La candidate de 29 ans, europhile convaincue, insiste sur la nécessité de relancer la coopération européenne sur le plan social et écologique. [© JOEL SAGET / AFP]

Un héritage d’activiste assumé. A cinq jours des élections européennes, Manon Aubry, chargée par Jean-Luc Mélenchon de conduire la liste de La France insoumise, veut croire à un sursaut de la gauche.

Novice en politique, cette ancienne porte-parole d’Oxfam (ONG spécialisée dans la lutte contre l’évasion fiscale) est actuellement la quatrième force du scrutin, avec 10 % d’intentions de vote, derrière le RN (24 %), LREM (22,5 %) et LR (12,5 %). La candidate de 29 ans, europhile convaincue, insiste sur la nécessité de relancer la coopération européenne sur le plan social et écologique. Quitte à devoir mettre un coup de pied dans la fourmilière.
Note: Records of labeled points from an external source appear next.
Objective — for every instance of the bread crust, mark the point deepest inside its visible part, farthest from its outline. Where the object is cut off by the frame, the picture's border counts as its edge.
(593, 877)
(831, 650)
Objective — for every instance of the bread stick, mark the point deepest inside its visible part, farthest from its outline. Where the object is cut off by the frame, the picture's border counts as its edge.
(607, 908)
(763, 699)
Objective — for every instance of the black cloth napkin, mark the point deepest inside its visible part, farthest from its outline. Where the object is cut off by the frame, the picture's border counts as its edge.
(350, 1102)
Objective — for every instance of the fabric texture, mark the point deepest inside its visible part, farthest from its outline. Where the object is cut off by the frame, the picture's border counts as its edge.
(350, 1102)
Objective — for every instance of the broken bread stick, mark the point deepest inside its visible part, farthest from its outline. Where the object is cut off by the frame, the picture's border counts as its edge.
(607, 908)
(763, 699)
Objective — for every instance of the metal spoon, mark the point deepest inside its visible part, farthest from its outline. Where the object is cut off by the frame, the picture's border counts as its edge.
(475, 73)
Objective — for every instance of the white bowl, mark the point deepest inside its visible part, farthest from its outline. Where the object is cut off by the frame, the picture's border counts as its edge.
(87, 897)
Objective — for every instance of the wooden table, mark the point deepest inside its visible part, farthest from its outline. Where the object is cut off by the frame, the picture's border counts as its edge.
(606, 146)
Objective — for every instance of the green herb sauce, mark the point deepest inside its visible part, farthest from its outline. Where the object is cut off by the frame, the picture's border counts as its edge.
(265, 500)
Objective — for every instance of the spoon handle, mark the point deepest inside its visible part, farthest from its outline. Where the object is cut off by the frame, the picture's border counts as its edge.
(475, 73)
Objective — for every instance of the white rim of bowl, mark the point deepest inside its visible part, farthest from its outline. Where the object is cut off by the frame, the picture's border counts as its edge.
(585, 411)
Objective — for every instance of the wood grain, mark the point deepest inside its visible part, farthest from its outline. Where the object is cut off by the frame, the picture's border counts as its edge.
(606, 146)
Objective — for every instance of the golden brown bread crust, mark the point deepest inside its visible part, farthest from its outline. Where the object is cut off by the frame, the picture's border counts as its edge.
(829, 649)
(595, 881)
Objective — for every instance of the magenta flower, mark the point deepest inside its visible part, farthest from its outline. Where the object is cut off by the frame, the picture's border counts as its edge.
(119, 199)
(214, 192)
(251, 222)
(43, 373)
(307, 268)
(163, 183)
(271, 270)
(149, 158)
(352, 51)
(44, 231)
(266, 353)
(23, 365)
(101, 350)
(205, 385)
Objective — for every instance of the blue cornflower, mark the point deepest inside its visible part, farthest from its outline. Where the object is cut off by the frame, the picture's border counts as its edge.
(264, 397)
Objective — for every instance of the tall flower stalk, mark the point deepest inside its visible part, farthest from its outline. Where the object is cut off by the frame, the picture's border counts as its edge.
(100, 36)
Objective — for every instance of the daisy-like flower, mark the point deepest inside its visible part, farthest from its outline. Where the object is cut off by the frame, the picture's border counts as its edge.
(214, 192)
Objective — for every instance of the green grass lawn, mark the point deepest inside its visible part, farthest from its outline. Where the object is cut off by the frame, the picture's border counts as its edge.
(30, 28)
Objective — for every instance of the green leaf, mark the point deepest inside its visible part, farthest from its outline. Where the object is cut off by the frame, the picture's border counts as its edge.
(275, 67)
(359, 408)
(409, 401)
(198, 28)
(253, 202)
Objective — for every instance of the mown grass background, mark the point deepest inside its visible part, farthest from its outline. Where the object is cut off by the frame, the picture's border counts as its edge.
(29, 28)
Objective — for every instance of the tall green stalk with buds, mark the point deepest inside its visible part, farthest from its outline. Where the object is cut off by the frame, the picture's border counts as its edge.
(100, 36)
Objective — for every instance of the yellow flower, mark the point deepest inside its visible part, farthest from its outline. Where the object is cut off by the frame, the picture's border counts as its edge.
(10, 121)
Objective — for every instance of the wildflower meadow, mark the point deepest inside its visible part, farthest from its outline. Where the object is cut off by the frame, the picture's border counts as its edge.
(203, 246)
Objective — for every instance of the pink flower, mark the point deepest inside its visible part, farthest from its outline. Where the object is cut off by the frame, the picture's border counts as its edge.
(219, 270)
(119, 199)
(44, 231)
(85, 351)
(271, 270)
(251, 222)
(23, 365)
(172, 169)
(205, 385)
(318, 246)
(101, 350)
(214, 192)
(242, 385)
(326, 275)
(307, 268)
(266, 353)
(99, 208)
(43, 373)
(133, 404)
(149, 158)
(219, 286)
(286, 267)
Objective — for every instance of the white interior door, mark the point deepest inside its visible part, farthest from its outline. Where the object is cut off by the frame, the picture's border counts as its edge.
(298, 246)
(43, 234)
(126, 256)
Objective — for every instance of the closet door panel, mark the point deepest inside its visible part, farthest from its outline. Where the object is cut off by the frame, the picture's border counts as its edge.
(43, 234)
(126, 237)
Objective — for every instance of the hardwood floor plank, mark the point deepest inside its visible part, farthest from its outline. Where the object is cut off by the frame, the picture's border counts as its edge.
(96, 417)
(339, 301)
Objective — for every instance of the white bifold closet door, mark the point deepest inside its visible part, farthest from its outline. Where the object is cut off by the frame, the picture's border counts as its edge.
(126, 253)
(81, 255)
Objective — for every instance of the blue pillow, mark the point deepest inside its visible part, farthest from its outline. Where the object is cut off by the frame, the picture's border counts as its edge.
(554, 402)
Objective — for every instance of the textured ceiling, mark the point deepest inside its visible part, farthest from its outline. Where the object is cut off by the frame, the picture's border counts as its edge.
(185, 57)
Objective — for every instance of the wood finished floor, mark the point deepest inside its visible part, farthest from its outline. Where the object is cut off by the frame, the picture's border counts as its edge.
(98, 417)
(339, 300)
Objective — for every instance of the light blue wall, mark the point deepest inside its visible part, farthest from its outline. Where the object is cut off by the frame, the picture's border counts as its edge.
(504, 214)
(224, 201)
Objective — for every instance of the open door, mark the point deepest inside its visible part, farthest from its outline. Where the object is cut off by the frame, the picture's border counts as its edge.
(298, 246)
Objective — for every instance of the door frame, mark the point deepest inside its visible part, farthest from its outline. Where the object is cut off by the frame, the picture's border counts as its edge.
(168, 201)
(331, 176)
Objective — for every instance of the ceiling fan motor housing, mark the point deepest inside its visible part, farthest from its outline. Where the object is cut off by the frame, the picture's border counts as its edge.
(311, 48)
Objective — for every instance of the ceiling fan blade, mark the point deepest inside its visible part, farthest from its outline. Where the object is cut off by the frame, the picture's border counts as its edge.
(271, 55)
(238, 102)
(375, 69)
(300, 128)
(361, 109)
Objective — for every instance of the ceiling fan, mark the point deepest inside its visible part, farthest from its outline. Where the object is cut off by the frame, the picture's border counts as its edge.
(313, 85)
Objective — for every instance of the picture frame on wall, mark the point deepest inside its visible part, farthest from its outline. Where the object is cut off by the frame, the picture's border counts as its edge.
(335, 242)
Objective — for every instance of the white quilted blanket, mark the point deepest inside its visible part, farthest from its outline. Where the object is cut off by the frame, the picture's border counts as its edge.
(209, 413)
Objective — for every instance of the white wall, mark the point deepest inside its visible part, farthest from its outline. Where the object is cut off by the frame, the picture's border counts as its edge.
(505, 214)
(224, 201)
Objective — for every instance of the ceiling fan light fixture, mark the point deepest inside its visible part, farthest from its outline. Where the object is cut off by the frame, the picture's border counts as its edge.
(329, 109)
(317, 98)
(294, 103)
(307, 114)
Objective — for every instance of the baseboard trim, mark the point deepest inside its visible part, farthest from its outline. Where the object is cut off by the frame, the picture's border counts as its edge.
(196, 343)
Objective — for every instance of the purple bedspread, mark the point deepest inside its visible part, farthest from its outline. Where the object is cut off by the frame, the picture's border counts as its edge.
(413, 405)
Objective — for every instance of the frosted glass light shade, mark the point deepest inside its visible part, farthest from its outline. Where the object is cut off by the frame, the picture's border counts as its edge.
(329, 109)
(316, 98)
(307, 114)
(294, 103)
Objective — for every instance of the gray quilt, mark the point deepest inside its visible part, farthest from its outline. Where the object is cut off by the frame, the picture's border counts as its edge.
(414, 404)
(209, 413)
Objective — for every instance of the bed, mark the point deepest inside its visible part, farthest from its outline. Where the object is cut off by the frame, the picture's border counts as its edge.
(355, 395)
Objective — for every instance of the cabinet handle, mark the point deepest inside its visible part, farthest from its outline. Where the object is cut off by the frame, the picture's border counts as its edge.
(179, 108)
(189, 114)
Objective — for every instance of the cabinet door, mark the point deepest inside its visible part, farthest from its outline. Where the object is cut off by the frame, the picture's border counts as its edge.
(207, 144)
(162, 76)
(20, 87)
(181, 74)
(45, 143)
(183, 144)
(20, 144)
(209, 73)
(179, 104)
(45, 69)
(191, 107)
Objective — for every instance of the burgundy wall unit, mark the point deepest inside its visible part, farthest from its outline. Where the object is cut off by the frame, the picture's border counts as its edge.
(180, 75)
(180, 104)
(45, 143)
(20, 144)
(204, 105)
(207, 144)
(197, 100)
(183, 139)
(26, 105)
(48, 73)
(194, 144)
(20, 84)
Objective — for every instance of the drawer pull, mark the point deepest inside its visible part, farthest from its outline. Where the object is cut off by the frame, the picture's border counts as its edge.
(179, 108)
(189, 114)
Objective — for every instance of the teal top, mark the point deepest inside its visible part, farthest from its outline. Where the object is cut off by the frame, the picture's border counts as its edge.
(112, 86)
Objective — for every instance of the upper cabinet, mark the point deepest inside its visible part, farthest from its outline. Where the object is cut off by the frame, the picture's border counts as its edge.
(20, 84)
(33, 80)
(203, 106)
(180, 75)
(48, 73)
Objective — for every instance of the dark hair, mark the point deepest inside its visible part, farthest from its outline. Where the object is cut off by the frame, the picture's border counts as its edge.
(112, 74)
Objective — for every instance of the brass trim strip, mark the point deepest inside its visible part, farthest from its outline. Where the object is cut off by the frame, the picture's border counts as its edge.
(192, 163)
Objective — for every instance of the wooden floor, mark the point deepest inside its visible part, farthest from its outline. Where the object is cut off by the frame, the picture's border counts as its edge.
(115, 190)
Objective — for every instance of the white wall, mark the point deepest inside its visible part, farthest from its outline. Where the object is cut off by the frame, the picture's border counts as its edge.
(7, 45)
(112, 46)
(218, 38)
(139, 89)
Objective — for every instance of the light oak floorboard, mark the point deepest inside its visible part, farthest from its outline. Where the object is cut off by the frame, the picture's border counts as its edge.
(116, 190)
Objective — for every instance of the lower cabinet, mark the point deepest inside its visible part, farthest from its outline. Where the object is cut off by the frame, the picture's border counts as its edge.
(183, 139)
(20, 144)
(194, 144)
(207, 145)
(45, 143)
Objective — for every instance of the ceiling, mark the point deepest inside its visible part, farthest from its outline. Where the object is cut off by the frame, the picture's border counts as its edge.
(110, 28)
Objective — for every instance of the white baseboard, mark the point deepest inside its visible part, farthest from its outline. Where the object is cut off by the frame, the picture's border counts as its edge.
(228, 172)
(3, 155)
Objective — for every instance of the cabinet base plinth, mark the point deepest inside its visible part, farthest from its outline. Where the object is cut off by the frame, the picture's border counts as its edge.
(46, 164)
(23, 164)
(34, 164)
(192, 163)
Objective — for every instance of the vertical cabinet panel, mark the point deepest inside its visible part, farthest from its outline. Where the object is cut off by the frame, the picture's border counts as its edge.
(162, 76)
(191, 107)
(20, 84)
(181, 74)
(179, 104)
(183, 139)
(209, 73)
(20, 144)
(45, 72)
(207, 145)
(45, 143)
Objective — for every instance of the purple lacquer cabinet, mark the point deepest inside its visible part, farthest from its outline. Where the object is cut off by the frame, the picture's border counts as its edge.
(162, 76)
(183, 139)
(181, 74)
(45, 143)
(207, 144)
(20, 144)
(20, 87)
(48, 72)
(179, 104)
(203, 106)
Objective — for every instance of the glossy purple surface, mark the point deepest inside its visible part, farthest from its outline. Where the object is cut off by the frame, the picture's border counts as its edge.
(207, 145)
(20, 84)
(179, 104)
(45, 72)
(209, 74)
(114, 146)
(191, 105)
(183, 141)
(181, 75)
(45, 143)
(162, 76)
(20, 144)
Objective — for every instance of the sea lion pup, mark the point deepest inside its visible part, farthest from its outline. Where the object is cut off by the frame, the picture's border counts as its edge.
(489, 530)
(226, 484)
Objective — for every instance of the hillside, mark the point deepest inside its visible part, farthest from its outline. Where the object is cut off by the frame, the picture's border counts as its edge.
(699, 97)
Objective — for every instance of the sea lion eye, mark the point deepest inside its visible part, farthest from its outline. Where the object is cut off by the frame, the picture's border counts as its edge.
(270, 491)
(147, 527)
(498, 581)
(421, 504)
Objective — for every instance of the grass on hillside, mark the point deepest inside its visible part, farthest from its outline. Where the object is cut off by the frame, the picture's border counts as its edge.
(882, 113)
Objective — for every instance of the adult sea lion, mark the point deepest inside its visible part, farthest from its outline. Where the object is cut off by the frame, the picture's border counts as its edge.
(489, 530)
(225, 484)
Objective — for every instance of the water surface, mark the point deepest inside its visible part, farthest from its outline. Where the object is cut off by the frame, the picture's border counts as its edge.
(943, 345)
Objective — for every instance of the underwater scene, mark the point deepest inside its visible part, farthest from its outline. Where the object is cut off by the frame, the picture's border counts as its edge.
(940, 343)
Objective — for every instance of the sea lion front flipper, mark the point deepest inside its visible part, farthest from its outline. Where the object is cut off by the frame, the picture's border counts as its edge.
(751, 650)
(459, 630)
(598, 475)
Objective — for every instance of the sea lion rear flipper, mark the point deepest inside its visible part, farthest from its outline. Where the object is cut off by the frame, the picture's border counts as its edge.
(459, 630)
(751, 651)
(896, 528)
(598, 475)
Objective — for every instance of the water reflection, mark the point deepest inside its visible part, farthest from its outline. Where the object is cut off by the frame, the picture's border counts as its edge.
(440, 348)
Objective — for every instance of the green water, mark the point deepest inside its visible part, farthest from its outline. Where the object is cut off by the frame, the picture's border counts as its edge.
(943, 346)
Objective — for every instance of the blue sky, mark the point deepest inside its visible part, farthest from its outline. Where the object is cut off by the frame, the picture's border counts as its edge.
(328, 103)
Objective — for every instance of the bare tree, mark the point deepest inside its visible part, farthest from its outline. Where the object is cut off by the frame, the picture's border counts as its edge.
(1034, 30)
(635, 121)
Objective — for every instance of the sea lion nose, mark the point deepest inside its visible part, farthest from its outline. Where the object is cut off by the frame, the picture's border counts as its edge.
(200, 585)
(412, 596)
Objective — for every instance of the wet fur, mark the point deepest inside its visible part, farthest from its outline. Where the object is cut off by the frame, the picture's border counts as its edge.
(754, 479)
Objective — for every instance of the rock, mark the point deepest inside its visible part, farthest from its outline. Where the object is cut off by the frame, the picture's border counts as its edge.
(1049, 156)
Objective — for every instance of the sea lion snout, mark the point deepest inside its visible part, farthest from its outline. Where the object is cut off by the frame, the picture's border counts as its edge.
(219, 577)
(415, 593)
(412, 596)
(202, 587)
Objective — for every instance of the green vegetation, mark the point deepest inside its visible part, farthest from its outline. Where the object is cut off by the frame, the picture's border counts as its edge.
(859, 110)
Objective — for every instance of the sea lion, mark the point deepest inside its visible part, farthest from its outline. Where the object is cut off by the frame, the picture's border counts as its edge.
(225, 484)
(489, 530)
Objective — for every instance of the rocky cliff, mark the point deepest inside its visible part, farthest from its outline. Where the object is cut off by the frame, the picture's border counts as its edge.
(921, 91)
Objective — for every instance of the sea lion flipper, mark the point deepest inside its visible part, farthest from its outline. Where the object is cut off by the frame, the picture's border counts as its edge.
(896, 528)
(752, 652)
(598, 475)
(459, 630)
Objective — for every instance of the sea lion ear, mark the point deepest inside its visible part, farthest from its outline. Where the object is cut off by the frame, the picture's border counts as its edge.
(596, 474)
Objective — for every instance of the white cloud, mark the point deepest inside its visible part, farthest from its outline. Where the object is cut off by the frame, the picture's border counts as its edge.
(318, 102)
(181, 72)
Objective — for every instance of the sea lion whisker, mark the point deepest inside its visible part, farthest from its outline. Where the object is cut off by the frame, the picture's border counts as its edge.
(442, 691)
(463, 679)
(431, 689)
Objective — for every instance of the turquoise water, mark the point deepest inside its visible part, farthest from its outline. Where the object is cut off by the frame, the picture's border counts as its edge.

Pourquoi avoir quitté la société civile pour vous lancer en politique ?

J'ai passé des années à essayer de faire boire des ânes qui n'avaient pas soif, à tenter de convaincre ministres et élus de la nécessité – et de la possibilité – de mettre en œuvre des mesures de lutte contre l'évasion fiscale. Mais je me suis heurté au poids des lobbies et à un manque total de volonté politique. Forte de cette frustration, j'ai réalisé que le mieux était de traduire politiquement mon engagement associatif. Le fait que LFI m’ait désignée révèle d’ailleurs une forme d’audace et une volonté d'ouverture, de fédérer toutes les forces vives. 

Quels sont les enjeux de ces élections ? Et vos priorités ?

L'UE, au lieu d'être un gage de coopération, est devenue un cadre de compétition. Fiscale, d’abord, à cause des paradis fiscaux comme le Luxembourg ou l'Irlande. Au rythme actuel, les grandes entreprises ne paieront plus un euro d'impôt en 2050. Il faut lutter contre ce fléau en listant et en sanctionnant les vrais acteurs de l’évasion fiscale. Dans l’UE, la compétition est également sociale, notamment du fait du statut des travailleurs détachés, qui ne donne pas les mêmes droits à toutes les personnes pourtant embauchées dans le même pays. A la place, nous voulons instaurer un Smic européen, à hauteur de 75 % du salaire médian de chaque Etat membre. Troisième priorité : la transition écologique, avec un objectif de 100 % d’énergies renouvelables d’ici à 2050. Nous ne sommes pas pour une écologie punitive, à l’image de la taxe carbone, qui consiste à faire les poches du plus démunis, mais pour une écologie populaire, qui fait payer les plus gros pollueurs. Nous défendons par exemple le protectionnisme solidaire : plus le produit vient de loin, plus il est taxé.

Emmanuel Macron est en réalité le marchepied de l'extrême droite.Manon Aubry

Aujourd'hui, tous les partis semblent vouloir prioriser l'écologie…

L'important, c'est d'être cohérent. LREM se repeint en vert, mais soutient les accords de libre-échange et défend l'utilisation des pesticides. Et Jérémy Decercle [président des Jeunes Agriculteurs], pro-Monsanto et fervent soutien du glyphosate, est en quatrième position sur sa liste. Où est la cohérence ? Ce qui fait la singularité de LFI, c'est que nous jugeons que la lutte contre le changement climatique doit devenir la boussole de toutes nos politiques. Pour cela, il faut remettre en cause les traités européens, car ils nous empêchent d'investir les dizaines de milliards d'euros nécessaires à la transition écologique et à l’essor des énergies renouvelables. Rappelons que l’on peut très bien vivre avec 3 % de déficit, pas avec 3 °C de réchauffement.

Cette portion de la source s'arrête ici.